Intraoperative bacterial contamination of the hands of patients or providers was also linked to 30-day postoperative infections, Dr. Kannan reported.
“When we started this project, we made one prototype to show to people, but we’ve been developing variations for several institutions based on their feedback,” Dr. Kannan said. “It’s a slow process, but we’re making progress every single day.”

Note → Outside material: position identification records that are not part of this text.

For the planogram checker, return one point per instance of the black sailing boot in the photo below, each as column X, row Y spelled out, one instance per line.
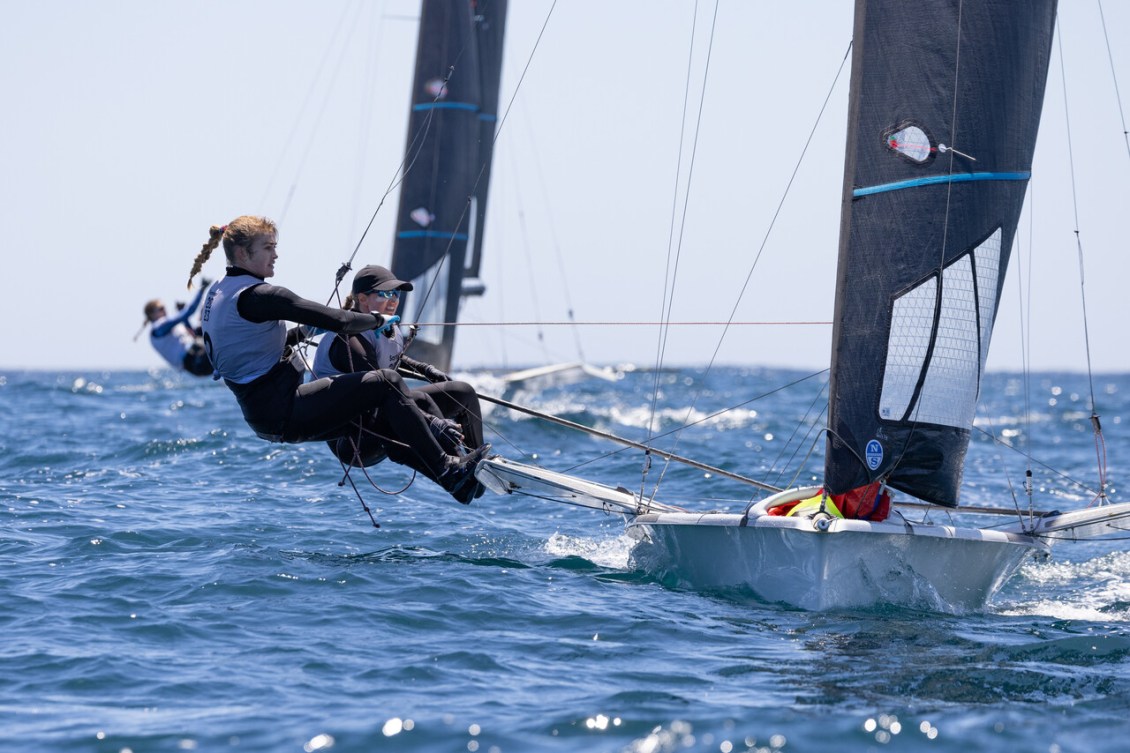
column 459, row 479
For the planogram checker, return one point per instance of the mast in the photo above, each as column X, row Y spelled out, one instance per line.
column 942, row 118
column 440, row 221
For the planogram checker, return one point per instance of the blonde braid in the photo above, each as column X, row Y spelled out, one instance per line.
column 215, row 234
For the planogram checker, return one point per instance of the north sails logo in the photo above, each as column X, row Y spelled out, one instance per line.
column 874, row 453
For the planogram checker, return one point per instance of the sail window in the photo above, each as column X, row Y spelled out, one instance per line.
column 942, row 390
column 911, row 141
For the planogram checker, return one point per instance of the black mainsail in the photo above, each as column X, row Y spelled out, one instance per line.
column 942, row 118
column 451, row 131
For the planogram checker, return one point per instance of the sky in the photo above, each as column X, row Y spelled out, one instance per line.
column 130, row 127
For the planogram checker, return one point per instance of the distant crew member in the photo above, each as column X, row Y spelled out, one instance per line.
column 250, row 346
column 174, row 339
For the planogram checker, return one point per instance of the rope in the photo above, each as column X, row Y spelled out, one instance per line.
column 1100, row 442
column 627, row 442
column 768, row 231
column 1114, row 77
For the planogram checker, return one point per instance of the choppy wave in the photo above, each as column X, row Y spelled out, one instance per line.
column 172, row 582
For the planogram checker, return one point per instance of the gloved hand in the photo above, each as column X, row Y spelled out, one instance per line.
column 384, row 325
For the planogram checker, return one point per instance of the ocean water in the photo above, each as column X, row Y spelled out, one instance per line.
column 170, row 582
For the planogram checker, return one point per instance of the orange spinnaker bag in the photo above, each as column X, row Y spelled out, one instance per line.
column 870, row 502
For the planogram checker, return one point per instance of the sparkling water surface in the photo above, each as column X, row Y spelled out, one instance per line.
column 171, row 582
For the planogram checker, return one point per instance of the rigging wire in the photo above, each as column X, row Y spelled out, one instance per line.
column 563, row 276
column 1114, row 77
column 776, row 214
column 318, row 120
column 305, row 103
column 483, row 167
column 1096, row 424
column 668, row 275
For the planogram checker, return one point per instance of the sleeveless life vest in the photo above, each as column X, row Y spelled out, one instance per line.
column 389, row 349
column 323, row 366
column 241, row 351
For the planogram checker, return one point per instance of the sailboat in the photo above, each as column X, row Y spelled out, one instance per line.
column 944, row 110
column 443, row 199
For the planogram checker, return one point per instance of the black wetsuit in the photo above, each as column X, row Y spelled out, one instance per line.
column 278, row 406
column 445, row 398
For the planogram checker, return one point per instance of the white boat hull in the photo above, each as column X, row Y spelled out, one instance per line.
column 815, row 562
column 851, row 563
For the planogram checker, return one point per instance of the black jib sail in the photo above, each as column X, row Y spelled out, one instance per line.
column 450, row 137
column 942, row 118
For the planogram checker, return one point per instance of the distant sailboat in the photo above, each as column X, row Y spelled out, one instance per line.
column 439, row 239
column 443, row 199
column 944, row 110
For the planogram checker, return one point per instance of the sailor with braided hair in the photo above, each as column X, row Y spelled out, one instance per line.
column 251, row 348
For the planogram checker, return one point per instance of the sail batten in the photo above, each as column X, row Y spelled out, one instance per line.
column 443, row 198
column 940, row 180
column 926, row 230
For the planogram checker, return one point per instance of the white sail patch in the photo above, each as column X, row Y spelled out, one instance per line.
column 950, row 380
column 907, row 345
column 912, row 143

Dr. Kannan and his colleagues are partnering with academic universities to research the influence of the AHO on infection control without conflict of interest. “More studies are required to evaluate the effect of these devices in everyday anesthesia practices.”
Contamination at Multiple Sites
After using a fluorescent marker on the oropharynx of their mannequin during a simulation, Lori Rubin, MD, associate professor of clinical anesthesiology, and her colleagues at NewYork-Presbyterian/Weill Cornell Medicine, in New York City, found contamination on many sites of their institution’s anesthesia machine.
“It really demonstrated the need, in cases that require contact precautions, for a way to protect the anesthesia machine,” Dr. Rubin said.
- Andrew Bowdle, MD, PhD, FASE, professor of anesthesiology and pharmaceutics at the University of Washington, in Seattle, said, “In my institution, we have focused on implementing single-use laryngoscopes, single-use bronchoscopes, isopropyl alcohol caps on IV injection ports, and ‘full barrier precautions’ for central venous catheter and arterial catheter placements.
“Our next steps will be to try to clean up the anesthesia machine—which is a difficult problem—and to clean up the anesthesia supply cart by finding ways to keep providers from putting their contaminated gloved hands into the cart drawers.
“We have had a trial of the Anesthesia Hygiene Organizer, and it was very popular with our providers,” Dr. Bowdle added.
“It protects the work surface of the anesthesia machine from contamination by dirty airway equipment, and the Yankauer suction in particular. The Yankauer suction can be placed in one of the plastic pockets of the cover where it is ready to use and where it will not contaminate the surrounding area.”